Hunting is a very social activity that often involves the help of many people, whether they're a hunting partner, or someone who gives you advice about locations, or even just the butcher or taxidermist all help you. Although nobody despises female hunters people have tight circles in which they interact with not allowing anyone knew to come in. Women often feel uncomfortable among all of the male hunters which plays a large role in the female hunting population. In Field and Stream Larisa Turville shares her experience hunting  “It's a funny thing being a woman and walking into a lodge of a bunch of men. The first day, they look at you like you've got green skin and scales. You are sort of entering this very private guy club, and they don't know how to react. By the second day, however, I instantly had forty new best buddies.”  This expresses the struggle of breaking those initial thoughts and beliefs, once Turville did this it was a great experience but getting through those first moments is very difficult. Also Field and Stream they took a survey which questioned women on if they think they'd be better at hunting than males, many thought they were equal and enjoyed being in the outdoors a lot. The survey really reflected how engaged women are and want to be in hunting.

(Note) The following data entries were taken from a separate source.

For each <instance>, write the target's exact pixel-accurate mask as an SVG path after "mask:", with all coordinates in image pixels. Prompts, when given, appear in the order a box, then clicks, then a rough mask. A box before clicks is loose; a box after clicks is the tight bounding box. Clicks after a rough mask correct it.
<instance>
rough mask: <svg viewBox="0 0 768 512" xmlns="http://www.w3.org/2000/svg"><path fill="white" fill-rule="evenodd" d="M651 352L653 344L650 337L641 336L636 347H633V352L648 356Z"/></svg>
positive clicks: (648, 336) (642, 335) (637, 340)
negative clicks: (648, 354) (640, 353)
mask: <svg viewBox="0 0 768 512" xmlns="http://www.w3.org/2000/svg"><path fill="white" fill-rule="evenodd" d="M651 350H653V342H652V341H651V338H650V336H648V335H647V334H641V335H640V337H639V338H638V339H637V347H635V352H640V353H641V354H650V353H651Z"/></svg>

If there is going to be a change in hunting gender populations then men will have to apart of the change as well. Many women that hunted said they just wanted to be treated like the other male hunters and be comfortable around them. Hunting is an activity that should be available to anyone and not scare people away on their first experience. Fishing is also a male dominated industry for the same reasons as hunting. There have been events to introduce more women to hunting such as dinners and other efforts but still more needs to done. According to BBC News laws have been passed by five states that allow people to wear pink as a blaze orange in an attempt to make women feel more comfortable. Billions of dollars were invested into this law and hopefully other states join this trend to encourage new people to try hunting. Although this is a good effort more needs to be done, the statistics for the hunting industry don't lie, men greatly outnumber women  this sport that should be open to anyone.